Salesforce’s AI research team has introduced a new framework called FOFPred, designed to enhance motion prediction in robotics and video generation. This innovative system combines large vision language models with diffusion transformers to forecast how objects move over time based on images and natural language instructions.
FOFPred works by taking one or more images along with a simple command, like "move the bottle from right to left." It then predicts four future optical flow frames, which show how each pixel is expected to shift. Unlike traditional methods that require future images, FOFPred focuses solely on current observations and text, making it a more efficient way to represent motion.
The framework uses future optical flow, which captures only the movement of pixels while ignoring static features. This approach simplifies the prediction process and is particularly useful for robot control policies and video generation tasks. By representing optical flow as RGB images, the model can seamlessly integrate with existing diffusion models.
The architecture of FOFPred consists of three main components: a frozen vision language model called Qwen2.5-VL, a latent autoencoder known as Flux.1, and a trainable diffusion transformer called DiT. The DiT generates future flow sequences based on visual and textual inputs. This setup allows the model to leverage pre-existing knowledge from earlier training, enhancing its performance without requiring extensive retraining.
Training for FOFPred involved using a large dataset of human activity videos paired with captions. The team utilized the Something Something V2 and EgoDex datasets, totaling around 500,000 video-caption pairs.
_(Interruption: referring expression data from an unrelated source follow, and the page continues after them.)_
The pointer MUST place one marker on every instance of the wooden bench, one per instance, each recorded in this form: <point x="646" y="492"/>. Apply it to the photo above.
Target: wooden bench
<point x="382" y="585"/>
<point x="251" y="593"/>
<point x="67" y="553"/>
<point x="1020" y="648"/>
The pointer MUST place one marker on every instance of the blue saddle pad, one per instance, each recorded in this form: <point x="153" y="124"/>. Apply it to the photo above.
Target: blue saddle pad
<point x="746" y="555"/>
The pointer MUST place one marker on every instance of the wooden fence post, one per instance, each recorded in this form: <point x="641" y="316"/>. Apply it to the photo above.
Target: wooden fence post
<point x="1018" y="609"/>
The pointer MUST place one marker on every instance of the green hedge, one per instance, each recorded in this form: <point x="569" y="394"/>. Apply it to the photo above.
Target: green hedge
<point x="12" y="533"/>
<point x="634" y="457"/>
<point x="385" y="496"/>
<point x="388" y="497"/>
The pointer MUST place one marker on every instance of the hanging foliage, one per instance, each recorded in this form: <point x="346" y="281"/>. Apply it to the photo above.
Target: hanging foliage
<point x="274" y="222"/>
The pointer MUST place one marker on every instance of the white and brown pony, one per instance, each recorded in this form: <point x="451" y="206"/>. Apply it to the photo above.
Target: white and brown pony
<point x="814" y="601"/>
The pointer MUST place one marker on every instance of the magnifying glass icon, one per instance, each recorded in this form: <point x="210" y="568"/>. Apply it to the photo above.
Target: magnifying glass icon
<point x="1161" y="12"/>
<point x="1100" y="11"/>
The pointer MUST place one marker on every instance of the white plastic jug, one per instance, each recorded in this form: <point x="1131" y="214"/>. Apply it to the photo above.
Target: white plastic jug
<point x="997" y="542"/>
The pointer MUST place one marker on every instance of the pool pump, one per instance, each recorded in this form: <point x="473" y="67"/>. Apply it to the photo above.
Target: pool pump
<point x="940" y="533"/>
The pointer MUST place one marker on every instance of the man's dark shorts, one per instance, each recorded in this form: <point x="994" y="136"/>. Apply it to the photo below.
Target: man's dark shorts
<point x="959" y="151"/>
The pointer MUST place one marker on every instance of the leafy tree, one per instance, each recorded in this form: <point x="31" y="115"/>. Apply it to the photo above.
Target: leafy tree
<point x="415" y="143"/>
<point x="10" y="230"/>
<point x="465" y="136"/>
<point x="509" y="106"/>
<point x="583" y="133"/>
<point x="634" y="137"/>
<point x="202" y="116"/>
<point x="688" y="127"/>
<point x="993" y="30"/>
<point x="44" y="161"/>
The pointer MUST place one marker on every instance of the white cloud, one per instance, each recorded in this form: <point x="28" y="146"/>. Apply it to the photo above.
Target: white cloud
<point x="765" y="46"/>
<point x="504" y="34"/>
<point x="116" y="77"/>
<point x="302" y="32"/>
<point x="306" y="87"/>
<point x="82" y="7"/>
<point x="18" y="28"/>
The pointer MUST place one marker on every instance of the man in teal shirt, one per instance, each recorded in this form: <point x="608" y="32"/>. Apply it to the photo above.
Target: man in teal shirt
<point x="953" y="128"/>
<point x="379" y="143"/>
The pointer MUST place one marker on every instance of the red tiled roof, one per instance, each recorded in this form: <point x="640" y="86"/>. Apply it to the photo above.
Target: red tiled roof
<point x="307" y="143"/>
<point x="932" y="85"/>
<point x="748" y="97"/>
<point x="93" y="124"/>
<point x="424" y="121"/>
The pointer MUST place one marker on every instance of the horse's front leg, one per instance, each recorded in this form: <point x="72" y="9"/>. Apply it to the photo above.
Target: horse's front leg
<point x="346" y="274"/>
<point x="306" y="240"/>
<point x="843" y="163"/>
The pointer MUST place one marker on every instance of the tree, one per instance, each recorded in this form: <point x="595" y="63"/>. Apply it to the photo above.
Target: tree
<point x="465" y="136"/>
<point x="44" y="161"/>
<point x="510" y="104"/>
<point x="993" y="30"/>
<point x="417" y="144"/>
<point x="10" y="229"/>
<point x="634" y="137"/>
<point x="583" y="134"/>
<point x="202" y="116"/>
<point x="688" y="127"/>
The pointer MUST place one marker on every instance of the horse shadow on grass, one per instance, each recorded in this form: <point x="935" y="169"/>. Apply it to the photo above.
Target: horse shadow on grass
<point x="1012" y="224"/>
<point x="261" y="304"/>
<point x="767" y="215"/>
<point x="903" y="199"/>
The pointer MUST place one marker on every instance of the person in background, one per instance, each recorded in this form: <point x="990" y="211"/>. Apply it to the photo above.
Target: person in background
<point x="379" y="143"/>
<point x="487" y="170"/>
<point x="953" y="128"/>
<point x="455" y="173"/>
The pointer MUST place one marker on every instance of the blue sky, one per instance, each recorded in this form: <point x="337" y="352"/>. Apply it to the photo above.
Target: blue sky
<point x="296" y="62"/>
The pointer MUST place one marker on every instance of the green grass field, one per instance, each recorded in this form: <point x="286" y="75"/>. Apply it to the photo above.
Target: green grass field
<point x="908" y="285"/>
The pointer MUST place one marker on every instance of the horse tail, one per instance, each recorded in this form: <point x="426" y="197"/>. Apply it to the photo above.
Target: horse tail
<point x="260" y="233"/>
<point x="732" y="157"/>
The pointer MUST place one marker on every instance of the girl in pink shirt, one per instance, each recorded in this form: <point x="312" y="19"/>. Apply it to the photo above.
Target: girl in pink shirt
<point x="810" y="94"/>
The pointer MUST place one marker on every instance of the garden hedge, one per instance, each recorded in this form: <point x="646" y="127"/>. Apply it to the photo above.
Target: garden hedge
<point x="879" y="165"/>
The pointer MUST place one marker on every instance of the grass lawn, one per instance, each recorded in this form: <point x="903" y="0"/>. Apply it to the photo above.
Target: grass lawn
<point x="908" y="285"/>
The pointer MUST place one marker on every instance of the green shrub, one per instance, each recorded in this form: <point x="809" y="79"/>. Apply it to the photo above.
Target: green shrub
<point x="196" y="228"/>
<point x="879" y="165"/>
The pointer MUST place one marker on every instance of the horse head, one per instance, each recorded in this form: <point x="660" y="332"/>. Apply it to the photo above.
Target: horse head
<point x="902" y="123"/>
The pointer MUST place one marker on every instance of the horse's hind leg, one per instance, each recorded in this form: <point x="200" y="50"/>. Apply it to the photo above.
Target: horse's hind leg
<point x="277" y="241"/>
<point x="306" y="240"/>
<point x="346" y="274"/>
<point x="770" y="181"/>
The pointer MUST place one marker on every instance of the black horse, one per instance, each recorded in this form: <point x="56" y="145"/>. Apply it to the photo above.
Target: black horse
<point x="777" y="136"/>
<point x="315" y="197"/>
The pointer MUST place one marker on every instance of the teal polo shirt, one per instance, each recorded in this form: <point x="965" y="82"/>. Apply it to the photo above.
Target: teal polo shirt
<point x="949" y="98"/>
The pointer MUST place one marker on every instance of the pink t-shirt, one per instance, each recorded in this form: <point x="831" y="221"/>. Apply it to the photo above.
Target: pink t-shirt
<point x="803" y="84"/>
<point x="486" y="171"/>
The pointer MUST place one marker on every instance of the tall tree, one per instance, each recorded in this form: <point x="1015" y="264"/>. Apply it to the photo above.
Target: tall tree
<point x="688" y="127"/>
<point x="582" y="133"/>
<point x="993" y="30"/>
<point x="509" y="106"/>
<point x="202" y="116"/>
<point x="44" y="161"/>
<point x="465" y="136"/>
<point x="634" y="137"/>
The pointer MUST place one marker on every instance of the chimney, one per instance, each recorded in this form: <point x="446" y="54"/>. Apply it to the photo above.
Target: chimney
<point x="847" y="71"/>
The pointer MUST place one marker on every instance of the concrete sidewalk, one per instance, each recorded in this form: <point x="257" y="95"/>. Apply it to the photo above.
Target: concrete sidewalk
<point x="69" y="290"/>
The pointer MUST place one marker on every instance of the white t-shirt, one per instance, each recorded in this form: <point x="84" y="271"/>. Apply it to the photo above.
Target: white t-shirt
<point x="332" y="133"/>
A unique aspect of the training process was the calculation of relative optical flow, which helps create cleaner training targets by accounting for camera motion.
FOFPred has shown promising results in two main applications. First, it has been fine-tuned for robot control, achieving impressive performance on benchmarks like CALVIN ABCD and RoboTwin 2.0. In these tests, FOFPred outperformed existing methods, demonstrating its effectiveness in predicting future actions based on language instructions.
Second, FOFPred is also being used for motion-aware text-to-video generation. By connecting it with the Go with the Flow video diffusion model, FOFPred can create videos that accurately reflect the described motion, requiring only a single frame and a text prompt at inference.
Overall, FOFPred represents a significant step forward in the field of AI-driven motion prediction, offering potential benefits for both robotics and video generation. The combination of language understanding and motion forecasting opens up new possibilities for creating more interactive and responsive AI systems.